The battle continued through the night. Pontius Telesinus, the Samnite commander, was killed and his camp was seized. Marcus Lamponius, the Lucanian commander, fled. Eventually, the entire enemy army broke and fled. The death toll was estimated at 50,000. There were 6,000–8,000 prisoners.

==Aftermath==
Marcius and Carrinas were captured and brought in the next day. Sulla killed them. He sent his lieutenant, Lucretius, to show their heads before the walls of Praeneste (Palestrina), where Gaius Marius the Younger was besieged. Velleius Paterculus wrote that Sulla ordered the head of Telesinus to be carried around the walls of Praeneste fixed on top of a spear. He did not mention Marcius and Carrinas.

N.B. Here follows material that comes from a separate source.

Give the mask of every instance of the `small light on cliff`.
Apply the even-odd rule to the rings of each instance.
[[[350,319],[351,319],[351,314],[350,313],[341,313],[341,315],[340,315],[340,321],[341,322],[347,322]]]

The people of Praeneste understood that the Marian army had been destroyed and that Sulla controlled Italy. They surrendered. Marius hid in a tunnel and committed suicide. His head was cut off and displayed in Rome. Some senators who had held command under Marius were killed by Sulla when he reached Praeneste and some were imprisoned. The inhabitants were divided into Romans, Samnites, and Praenestians. Then a herald told the Romans that they deserved to die but they were pardoned. The men of the other two groups were killed. Norba, a town which still resisted, was taken by treachery. The inhabitants strangled themselves with ropes or fell on each other's swords. Others set fire to the town.